FIG. 8 shows the concrete construction of a fifth embodiment of the photomultiplier tube according to this invention. In the first to fourth embodiments, one electron-flight control member is provided between the photocathode 3 and the first dynode row 51. However, in this embodiment, three electron-flight control members 8a to 8c are provided between the photocathode 3 and the first dynode row 51 in order to heighten the electron lens effect and improve the multiplication efficiency of the dynode array (in this embodiment, the first mesh electrode 41 may be eliminated because one of the electron-flight control members serves as the mesh electrode). The first electron-flight control member 8a is disposed in the neighborhood of the photocathode 3 (for example, at a distance of 2.0 mm apart from the surface of the photocathode 3) and serves as the accelerating means for rapidly accelerating those photoelectrons which are left untransited in the neighborhood of the surface of the photocathode 3 and forcedly directing them toward the second and third electron-flight control members 8b and 8c to obtain higher electron multiplication efficiency. Further, the second and third electron-flight control members 8b and 8c are disposed near to the first stage. For example, as shown in FIG. 8, the second electron-flight control member 8b is disposed at a distance of 5 mm apart from the first member 8a, and the third electron-flight control member 8c is disposed between the second member 8b and the first dynode row 51 and at a distance of 1 mm apart from the second member 8b. The third electron-flight control member 8c also serves as an accelerating means for accelerating the photoelectrons and directing them to the first dynode row 51.

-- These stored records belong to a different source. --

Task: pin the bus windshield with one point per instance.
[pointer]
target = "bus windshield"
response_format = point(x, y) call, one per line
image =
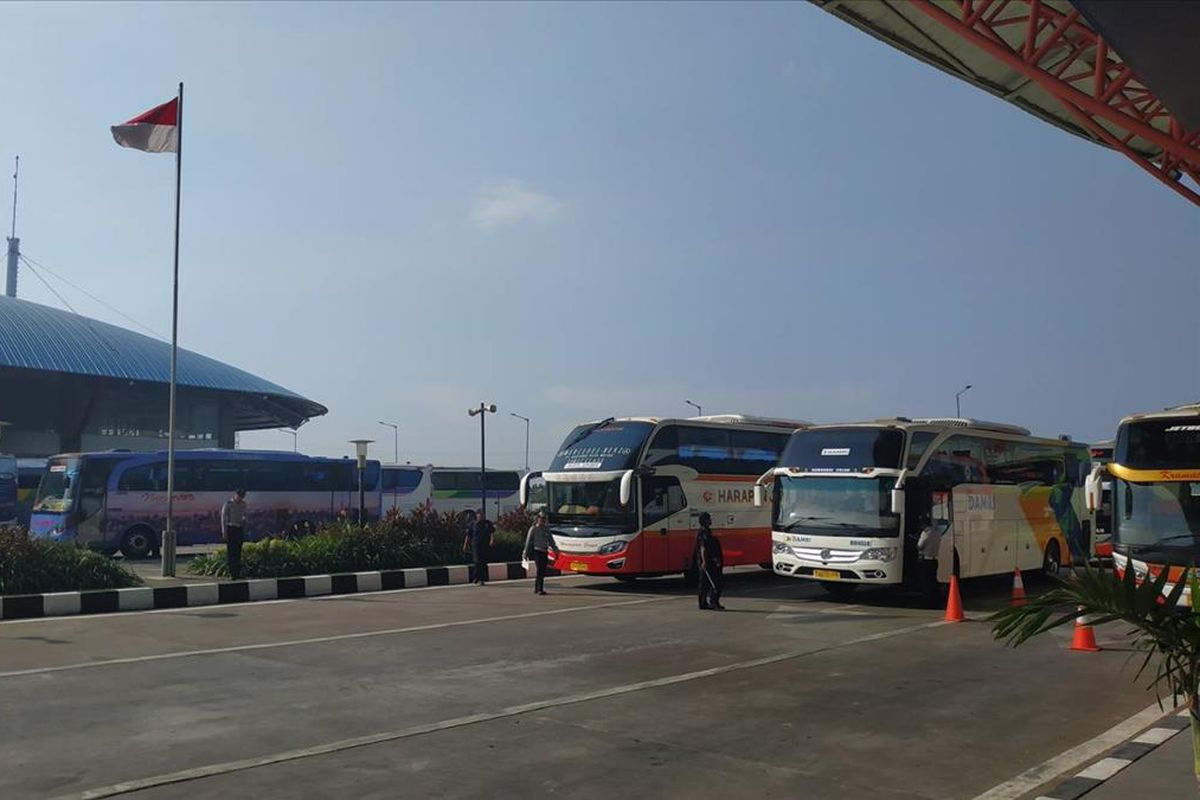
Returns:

According to the photomultiplier tube of this invention, the photoelectrons emitted from a position on the photocathode are concentrically and concentrically directed to a desired portion of each dynode element by the electron lens effect of the electron-flight control member without dispersion, and outputted as an electrical signal from the anode corresponding to the position with no time scattering. A portion as indicated by a solid line A of FIG. 2 is a discriminating characteristic of the photomultiplier tube according to this invention. A hatched cross-talk portion as represented by A1 and A2 are smaller in area that of the conventional photomultiplier tube as represented by B1 and B2.
Further, since the electron stream emitted from the photocathode and/or each dynode element is converged to substantially one point on the dynode element by the electron-flight control member, a difference in flight time between secondary electrons emitted from the upper and lower portions of the same dynode element can be reduced, and thus the timing resolution is more improved.
Still further, the dynode array of the photomultiplier tube according to this invention is simple in construction, and thus the photomultiplier tube is easily used and small in cost.
In the embodiments as described above, one to three electron-flight control members some of which have an electron accelerating function are provided between the photocathode and the first dynode row. However, four or more electron-flight control members may be provided in order to heighten the electron lens effect and improve accuracy of the electron-flight control and the multiplication of the secondary electrons.